Twisting the established Oedipal tradition of the son usurping the father, Jodorowsky and Frissen present here the doppelgänger interloper in an imitation game of ascendancy. Coupled with the id incarnate that is the comically giant-armed Roman Centurion on techno-acid Techno-Admiral, Wilhelm 100, and the fascist girth of the Technopope, Frissen delights in highlighting the one-dimensionality of these villains. Because, really, this is all as much soap opera as it is space opera. It’s dripping with melodrama, but wrapped in the warm embrace of sci-fi insanity. Characters speak almost exclusively in exclamations. Everything is bombast as though it were straight from Arthurian lore. Jodorowsky and Frissen revel in this as the far more complex themes dance hither and fro. The simplicity of the plot is buoyed by the richness of the larger schema of what’s come before and what’s being blazoned ahead. The familiar, and admittedly infectious, fun of it all is taking on newer challenges in the face of a mythic prophecy straight from the core of where the Metabarons come from. Our current Metabaron, in a state of self-imposed pacifism (alright, he still hurts people, but he’s drawing a Batman-like line in the sand on murder) now faces his most violent foe: universal change. It is a disruption to the established pattern of his familial line, given life in the form of the Anti-Baron, that marks the most interesting aspect to this latest addition of Jodo-verse crazy.
The Metabaron: Book One’s greatest detriment, however, is a familiar one to Jodorowsky’s oeuvre: it is overwhelmingly white (one green dude does not a POC make) and even more overwhelmingly male. Gone are the far more fertile examinations of the anima and animus that ran roughshod over The Metabarons, replaced with a facile approach to masculinity as kingmaker. With the inner-conflict of the parentless Anti-Baron, Jodorowsky and Frissen do explore the fragility of balance required in the Metabarons’ gender homeostasis that has allowed for their prestigious reign, but it’s not nearly as close to the core of this chapter as it deserves to be. Instead it feels more scratched upon than truly submerged in and that’s indicative of the more straightforward nature of this instalment than in the past. Perhaps it’s intended to be more of a foreshadow than an entrée, but as a standalone work, it’s disappointingly shallow in its overt male centricity. The warrior-monk status of our protagonist helps to assuage this somewhat, but the one woman given any sort of real attention has a role primarily focusing on her fertility and then she is literally replaced with a cow. So…yeah.

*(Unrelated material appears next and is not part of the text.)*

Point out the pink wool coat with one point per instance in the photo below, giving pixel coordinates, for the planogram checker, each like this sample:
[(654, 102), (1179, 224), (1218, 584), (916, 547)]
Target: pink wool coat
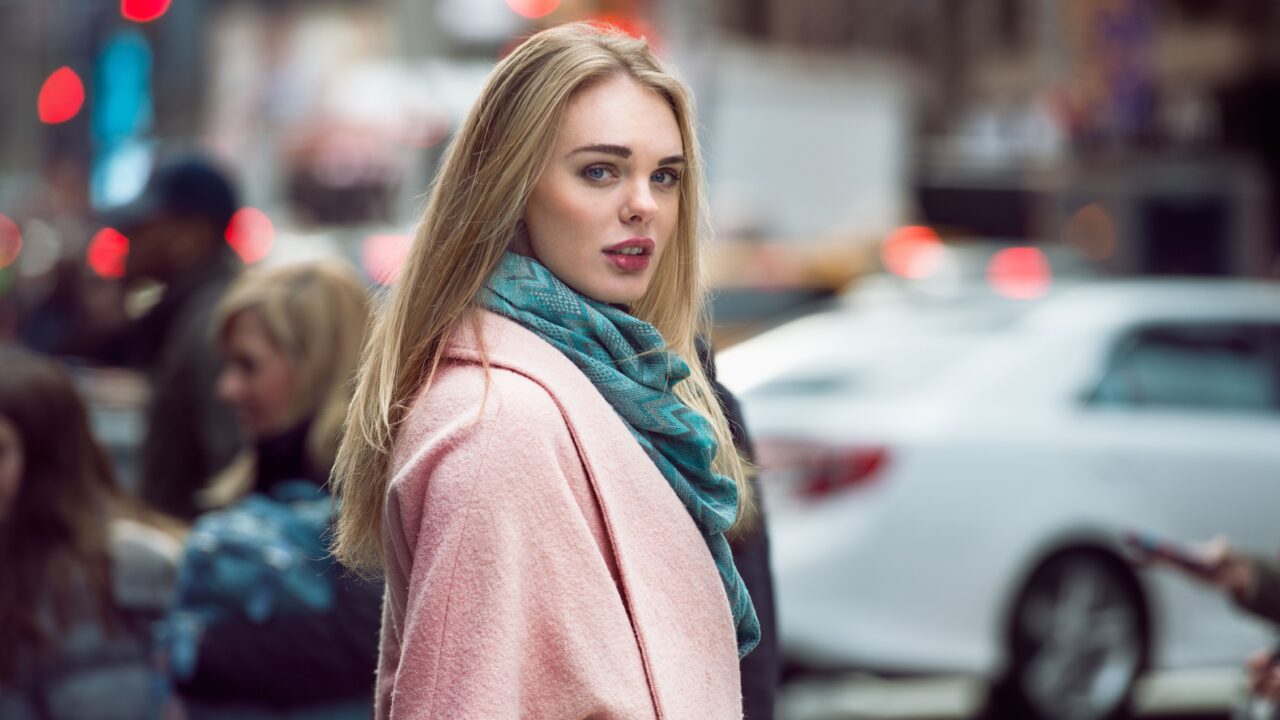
[(538, 564)]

If you’re already all-in on the epic madness that is Jodorowsky’s Metabarons, then The Metabaron: Book One thoroughly delivers as the satisfying next chapter in the mythology. If you’re new to this circus, then be prepared to be welcomed with giant robotic gladiator arms as it’s impressively accessible in its decision to open with a more linear, grounded plot than its predecessor. It’s still as grand as ever, of course, blending soap opera with Poetic Edda and psychological equilibrium with tragic humanity. Frissen and Jodorowsky opt for a more straightforward opening act that spends as much, if not more, time with characters not named The Metabaron than with the titular warrior, but with a reassuring confidence that the real techno-meat has yet to be served. Bizarre, brutal, and beguiling, The Metabaron is a worthy addition to the impressive legacy and an accessible aria all its own.